However, its loud. Plugged in or not, it still thumps out a dreadnaught volume.

I do what you're referring to. I have an Ibanez electric, and a "pocket amp" with headphone jack. Silent on the outside (except for the finger slides :dude but great for practicing when the better (?) half is not a good audience.


----------



## Mad Hatter (Apr 8, 2007)

I'd suggest building models, playing with matchbox cars or getting into video games. Or maybe you could join the Peacecorps and sing "I'd like to buy the world a Coke" in multiple secluded places around the globe.


----------



## stoked (Nov 30, 2009)

Mad Hatter said:


> .... Or maybe you could join the Peacecorps and sing "I'd like to buy the world a Coke" in multiple secluded places around the globe.


Do you mind if I make that my signature. It's funny by itself but it's even funnier if you picture Dirty Harry saying it right after "do you feel lucky, punk?"

:r


----------



## Mad Hatter (Apr 8, 2007)

stoked said:


> Do you mind if I make that my signature. It's funny by itself but it's even funnier if you picture Dirty Harry saying it right after "do you feel lucky, punk?"
> 
> :r


LOL. Its all yours dude!

You gotta admit though, it would make a nice hobby, wouldn't it?


----------



## stoked (Nov 30, 2009)

Mad Hatter said:


> LOL. Its all yours dude!
> 
> You gotta admit though, it would make a nice hobby, wouldn't it?

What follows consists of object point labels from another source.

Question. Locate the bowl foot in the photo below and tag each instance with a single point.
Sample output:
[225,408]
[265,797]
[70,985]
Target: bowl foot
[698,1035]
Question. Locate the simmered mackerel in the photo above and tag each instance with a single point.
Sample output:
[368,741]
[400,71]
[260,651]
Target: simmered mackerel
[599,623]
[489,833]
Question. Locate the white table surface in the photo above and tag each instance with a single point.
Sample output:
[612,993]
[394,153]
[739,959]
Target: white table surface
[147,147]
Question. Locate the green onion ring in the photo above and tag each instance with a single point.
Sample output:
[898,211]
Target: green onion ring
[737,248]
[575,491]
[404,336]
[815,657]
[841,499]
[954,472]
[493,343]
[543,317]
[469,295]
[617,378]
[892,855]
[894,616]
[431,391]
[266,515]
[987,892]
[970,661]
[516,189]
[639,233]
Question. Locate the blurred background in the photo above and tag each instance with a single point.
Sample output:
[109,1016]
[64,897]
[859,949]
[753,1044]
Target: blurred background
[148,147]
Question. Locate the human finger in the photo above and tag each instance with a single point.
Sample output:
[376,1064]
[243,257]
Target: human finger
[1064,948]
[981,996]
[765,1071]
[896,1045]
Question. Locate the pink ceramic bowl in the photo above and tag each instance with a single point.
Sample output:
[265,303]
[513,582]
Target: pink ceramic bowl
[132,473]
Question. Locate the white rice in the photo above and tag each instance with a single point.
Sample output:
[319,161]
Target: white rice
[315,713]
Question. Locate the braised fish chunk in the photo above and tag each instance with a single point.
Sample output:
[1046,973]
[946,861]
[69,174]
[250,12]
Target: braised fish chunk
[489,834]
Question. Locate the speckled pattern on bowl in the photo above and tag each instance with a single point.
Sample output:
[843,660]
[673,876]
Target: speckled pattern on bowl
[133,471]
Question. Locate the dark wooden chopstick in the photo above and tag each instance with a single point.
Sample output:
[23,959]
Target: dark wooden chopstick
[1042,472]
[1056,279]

It sure would have in the 60s or maybe 70s but I think today I'd need some serious danger pay and some PFAs.


----------



## eyesack (Jul 19, 2009)

Tashaz said:


> Hens Teeth Collecting, apparently they are rare, here at least. Or maybe Flying F**k finding. They must rare as well because everybody I've met could not give one!

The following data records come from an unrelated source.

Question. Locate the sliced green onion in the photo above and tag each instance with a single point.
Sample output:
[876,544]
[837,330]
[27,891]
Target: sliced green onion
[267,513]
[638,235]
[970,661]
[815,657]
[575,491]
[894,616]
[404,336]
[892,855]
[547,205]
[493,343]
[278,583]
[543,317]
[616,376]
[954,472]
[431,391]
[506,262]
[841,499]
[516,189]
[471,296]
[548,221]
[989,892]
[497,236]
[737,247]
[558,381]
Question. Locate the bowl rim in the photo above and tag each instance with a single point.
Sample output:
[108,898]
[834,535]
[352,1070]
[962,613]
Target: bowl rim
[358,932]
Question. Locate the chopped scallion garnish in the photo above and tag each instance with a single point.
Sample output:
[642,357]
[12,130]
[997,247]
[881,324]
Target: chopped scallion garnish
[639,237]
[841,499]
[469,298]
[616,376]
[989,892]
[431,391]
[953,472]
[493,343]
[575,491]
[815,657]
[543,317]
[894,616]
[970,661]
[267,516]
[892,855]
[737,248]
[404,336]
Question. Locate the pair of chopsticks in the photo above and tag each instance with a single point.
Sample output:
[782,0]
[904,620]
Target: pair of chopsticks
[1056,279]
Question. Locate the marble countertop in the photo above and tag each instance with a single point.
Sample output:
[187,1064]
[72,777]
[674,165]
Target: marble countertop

I'll have to try and find one for ya, Warren! hahaha! STi?!?!?! GO RALLY!


----------



## Brinson (Oct 28, 2007)

I did alot of Film Making in High School, and competed in some local competitions. Its a fun hobby, but don't expect your films to look like Hollywood films. There is a very big difference between Film, Professional Digital, Prosumer Digital, and Consumer digital. I was working at times with Prosumer Digital and Professional digital Cameras (Varying from $4,000 cameras to $40,000 cameras) and even then, the picture quality could only compare with news programs and cable TV. The colors don't look worse, they just look _different_ and that's enough to set you apart.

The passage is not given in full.